The next mandatory point that must be strictly observed when treating colpitis is the complete cessation of intimate life, that is, sexual rest for two weeks is needed if the disease is not advanced. If it occurs with complications, then the period of abstinence must be extended.

Drug therapy

The selection of medications and related products for the treatment of acute and chronic colpitis is carried out individually, taking into account the properties of the identified pathogen, the stage and form of the disease. Accordingly, an antibiotic is selected that destroys the pathogenic microbe. To do this, a preliminary culture of vaginal discharge is carried out to determine antibiotic sensitivity.

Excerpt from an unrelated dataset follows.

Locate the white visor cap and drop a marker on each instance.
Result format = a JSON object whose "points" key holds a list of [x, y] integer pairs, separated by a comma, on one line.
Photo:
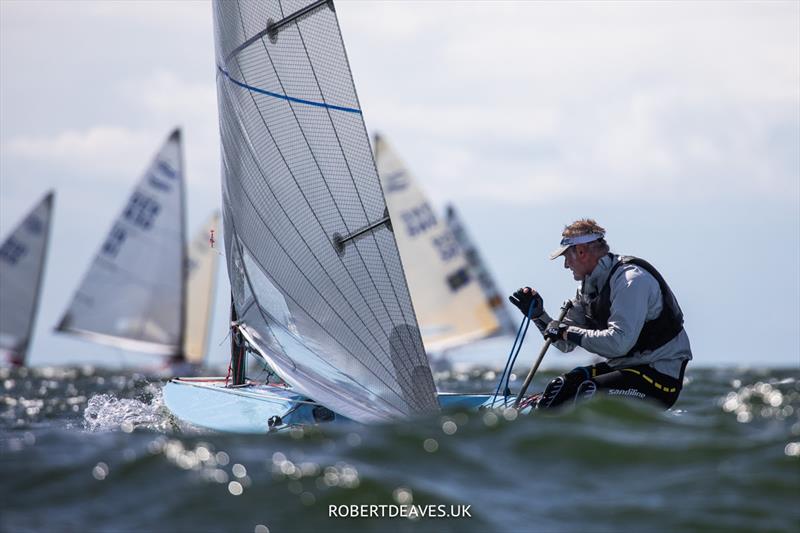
{"points": [[566, 242]]}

In case of severe symptoms of colpitis or in case of chronicity of the process, treatment agents are prescribed, used orally or intramuscularly. In the case of specific gonococcal colpitis, intramuscular administration of cephalosporin antibiotics in the recommended dosage is indicated. Nitroimidazoles are effective for trichomonas colpitis. The complicated course of nonspecific colpitis requires the prescription of broad-spectrum antibiotics. In the treatment of candidiasis, antimycotic drugs and suppositories are used.

Means for topical treatment

Local therapy consists of prescribing warm sitz baths with herbal infusions, douching, antimicrobial suppositories and ointments. But these remedies, including folk remedies, are used strictly as prescribed by a gynecologist. After all, even chamomile, the universal favorite of Russian women, can cause harm.

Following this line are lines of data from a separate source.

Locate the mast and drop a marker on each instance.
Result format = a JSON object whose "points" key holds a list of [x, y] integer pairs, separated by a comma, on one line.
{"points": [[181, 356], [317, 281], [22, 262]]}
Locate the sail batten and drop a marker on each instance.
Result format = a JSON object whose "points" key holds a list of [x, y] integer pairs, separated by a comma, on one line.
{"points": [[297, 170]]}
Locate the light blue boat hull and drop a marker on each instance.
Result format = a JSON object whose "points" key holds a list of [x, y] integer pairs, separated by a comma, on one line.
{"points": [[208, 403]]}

It is useful to complete the course of treatment for colpitis by douching with a weakly acidic solution. For this, lemon juice can be used (one tablespoon per liter of warm boiled water) or 6 - 9 percent vinegar (two tablespoons of table vinegar per 1 liter of water). In this way, the woman will help Dederlein’s wand gain strength to protect the mucous membrane, and only then will she, on her own, fight the alkaline environment and uninvited guests from the outside.

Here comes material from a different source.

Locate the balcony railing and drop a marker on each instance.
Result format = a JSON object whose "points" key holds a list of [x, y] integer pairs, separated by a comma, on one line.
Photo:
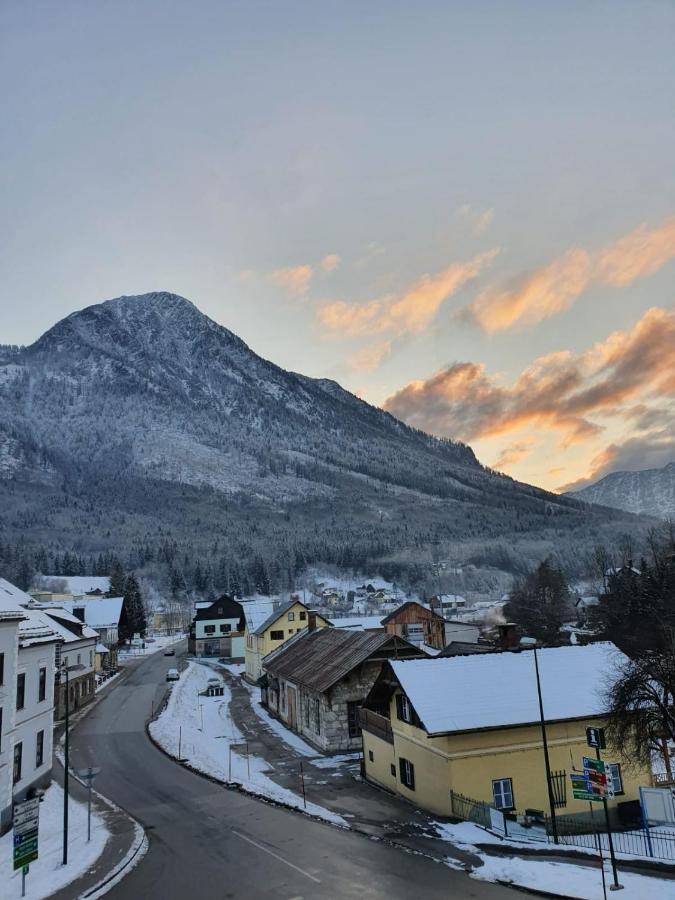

At the same time, general strengthening agents are used - vitamin-mineral complexes, physiotherapy, herbal medicine, immunomodulators. In case of insufficient effectiveness, the tendency of colpitis to relapse and with severe ovarian hypofunction, local use of estrogen hormones in the form of emulsions is recommended. After completing the course, control tests should be taken 7-10 days later.

How to treat atrophic colpitis

In cases of senile vaginitis, hormone replacement therapy is often prescribed. The development of this pathology is due to the fact that with the onset of menopause, the level of sex hormones in the body decreases, and accordingly, the activity of the ovaries becomes less and less active. Since this form of the disease is caused by similar age-related changes in hormonal levels, treatment of atrophic colpitis in menopause and in older women will be aimed primarily at equalizing the level of one or another hormone. Therapy is prescribed by a gynecologist and can be either local or systemic. For local therapy at this age, estrogen preparations are used in the form of vaginal suppositories or ointments.

Prevention

With timely and correct treatment, the disease does not pose a serious threat. To maintain women's health, it is important not only to prevent colpitis, but also to eliminate risk factors for the development and exacerbation of the inflammatory process in the vagina. Therefore, it is useful to follow the advice of a gynecologist and perform certain preventive measures:

  • Visit your doctor regularly, incl. for medical examinations;
  • Observe the rules of intimate hygiene;
  • Antibiotics and drugs - only with a doctor's prescription;
  • Use barrier contraception;
  • At the first sign of colpitis, urgently visit a gynecologist;
  • Maintain immunity, give up bad habits.

Provoking factors

Treatment of colpitis should be adjusted according to the cause of the pathology. With the exception of the atrophic form, vaginitis is a disease of women of childbearing age. The starting mechanisms of the process can be the following factors:

  • long course of antibiotics;
  • lack of personal hygiene;
  • non-compliance with hygiene of sexual contacts;
  • unbalanced diet;
  • decreased immunity;
  • viral or bacterial sexually transmitted disease;
  • hormonal dysfunctions;
  • psychosomatic disorders;
  • pregnancy;
  • climacteric changes in the body.